Dies bestreitet der Verein „Schwules Blut“ nicht. Und auch die Zahlen zu den Neuinfizierungen seien bekannt. Dennoch kämpfen sie für Akzeptanz. „Wichtig ist das individuelle Sexualverhalten“, sagt Haucke-Martens heute, „nicht die sexuelle Identität.“ Auch Maik Schütz, Vorsitzender des SC Aufruhr, eines schwul-lesbischen Sportvereins im Ruhrgebiet, fordert dazu auf, den Generalverdacht gegenüber Homosexuellen aufzugeben. Eine Reform der Fragebögen und verbesserte medizinische Beratungen seien zum Beispiel denkbar, um auch Homosexuelle am Blutspenden zu beteiligen. Zudem seien Bezahlungen für Spenden der falsche Anreiz, findet Haucke-Martens.

Der Vorschlag des Vereins „Schwules Blut“ sieht eine individuelle Befragung zum Risikoverhalten jedes Spenders vor. Jeder Spender mit risikobehaftetem Lebenswandel soll demnach ausgeschlossen, Personen mit risikoarmen Lebenswandel zugelassen werden, zum Beispiel jene, die ausschließlich Safer Sex betreiben. Blutspenden würden laut „Schwules Blut“ so noch sicherer, weil die Spender genauer ausgewählt werden.

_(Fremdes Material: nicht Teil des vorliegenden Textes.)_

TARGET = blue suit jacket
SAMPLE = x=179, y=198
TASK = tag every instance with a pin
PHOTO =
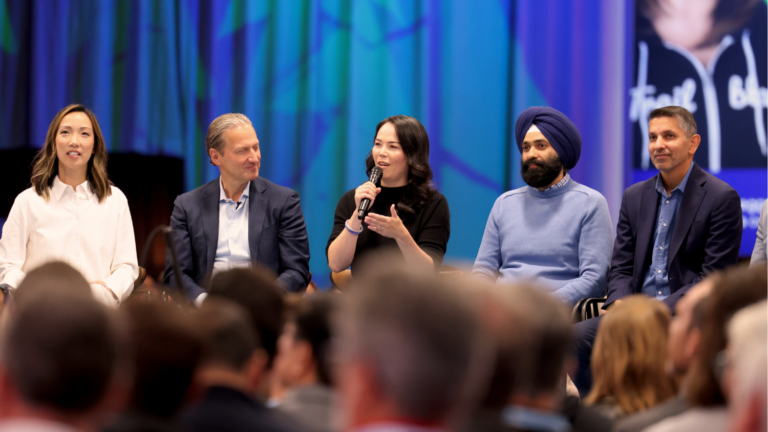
x=706, y=238
x=277, y=235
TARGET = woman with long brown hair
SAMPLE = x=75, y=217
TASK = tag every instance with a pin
x=407, y=213
x=629, y=357
x=72, y=213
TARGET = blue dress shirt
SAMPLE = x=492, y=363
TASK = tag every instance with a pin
x=232, y=249
x=656, y=283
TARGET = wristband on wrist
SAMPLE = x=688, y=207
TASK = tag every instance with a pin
x=352, y=231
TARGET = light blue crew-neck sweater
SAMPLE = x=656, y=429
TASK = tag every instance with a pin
x=560, y=237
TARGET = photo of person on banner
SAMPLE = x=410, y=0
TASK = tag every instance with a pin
x=708, y=56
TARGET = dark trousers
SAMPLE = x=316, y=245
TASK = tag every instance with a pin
x=585, y=333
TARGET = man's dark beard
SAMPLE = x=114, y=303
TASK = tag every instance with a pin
x=545, y=174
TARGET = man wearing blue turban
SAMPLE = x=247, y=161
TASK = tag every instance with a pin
x=554, y=230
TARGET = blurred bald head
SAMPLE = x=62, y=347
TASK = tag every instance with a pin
x=54, y=276
x=61, y=351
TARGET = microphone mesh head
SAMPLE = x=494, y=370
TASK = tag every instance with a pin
x=376, y=173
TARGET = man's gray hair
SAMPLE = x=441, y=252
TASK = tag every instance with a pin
x=421, y=335
x=683, y=116
x=219, y=125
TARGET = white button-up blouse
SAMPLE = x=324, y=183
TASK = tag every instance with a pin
x=74, y=227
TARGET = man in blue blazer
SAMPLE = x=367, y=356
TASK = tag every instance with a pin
x=238, y=219
x=673, y=229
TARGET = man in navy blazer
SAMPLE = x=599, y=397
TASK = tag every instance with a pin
x=673, y=229
x=239, y=219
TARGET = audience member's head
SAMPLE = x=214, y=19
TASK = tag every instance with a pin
x=685, y=328
x=530, y=361
x=258, y=293
x=54, y=276
x=629, y=356
x=302, y=350
x=408, y=346
x=60, y=355
x=747, y=381
x=733, y=290
x=166, y=350
x=232, y=357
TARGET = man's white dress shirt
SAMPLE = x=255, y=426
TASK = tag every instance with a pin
x=232, y=249
x=72, y=226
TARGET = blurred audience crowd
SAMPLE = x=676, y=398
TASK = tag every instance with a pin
x=398, y=350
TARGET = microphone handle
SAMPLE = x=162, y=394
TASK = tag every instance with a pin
x=364, y=204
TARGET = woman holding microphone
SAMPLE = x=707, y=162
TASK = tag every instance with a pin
x=405, y=211
x=72, y=213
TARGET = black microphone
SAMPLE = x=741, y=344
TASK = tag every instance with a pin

Im Paul-Ehrlich-Institut wird die Problematik sehr kontrovers diskutiert. Man habe sich die Entscheidung nicht leicht gemacht, weiterhin auf den Ausschluss von Homosexuellen zu beharren, heißt es dort. Allerdings habe die Sicherheit der Spendenempfänger oberste Priorität.

Der Ausschluss besteht also weiterhin und er gilt nicht nur für Homosexuelle: Auch Prostituierten, Drogenabhängigen und ehemaligen Gefängnisinsassen wird die Blutspende verweigert.